This directory contains the long-running workloads which are intended to run forever until they fail. To set up the project you need to run
pip install anyscale
anyscale project create
Note that all the long running test is running inside virtual environment, tensorflow_p36
You can start all the workloads with:
anyscale session start -y run --workload="*" --wheel=https://s3-us-west-2.amazonaws.com/ray-wheels/releases/0.7.5/6da7eff4b20340f92d3fe1160df35caa68922a97/ray-0.7.5-cp36-cp36m-manylinux1_x86_64.whl
This will start one EC2 instance per workload and will start the workloads
running (one per instance).

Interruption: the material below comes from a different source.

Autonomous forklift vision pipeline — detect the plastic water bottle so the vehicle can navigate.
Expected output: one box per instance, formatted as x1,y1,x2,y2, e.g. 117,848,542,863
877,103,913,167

You can start a specific workload by specifying
its name as an argument --workload=
instead of "*"
. A list of
available options is available via any session start run --help.
To check up on the workloads, run either
anyscale session --name="*" execute check-load
, which
will print the load on each machine, or
anyscale session --name="*" execute show-output
, which
will print the tail of the output for each workload.
To debug workloads that have failed, you may find it useful to ssh to the
relevant machine, attach to the tmux session (usually tmux a -t 0
), inspect
the logs under /tmp/ray/session*/logs/
, and also inspect
/tmp/ray/session*/debug_state.txt
.
The instances running the workloads can all be killed by running
anyscale session stop --name "*"
.
To create a new workload, simply add a new Python file under workloads/
and
add the workload in the run command in ray-project/project.yaml.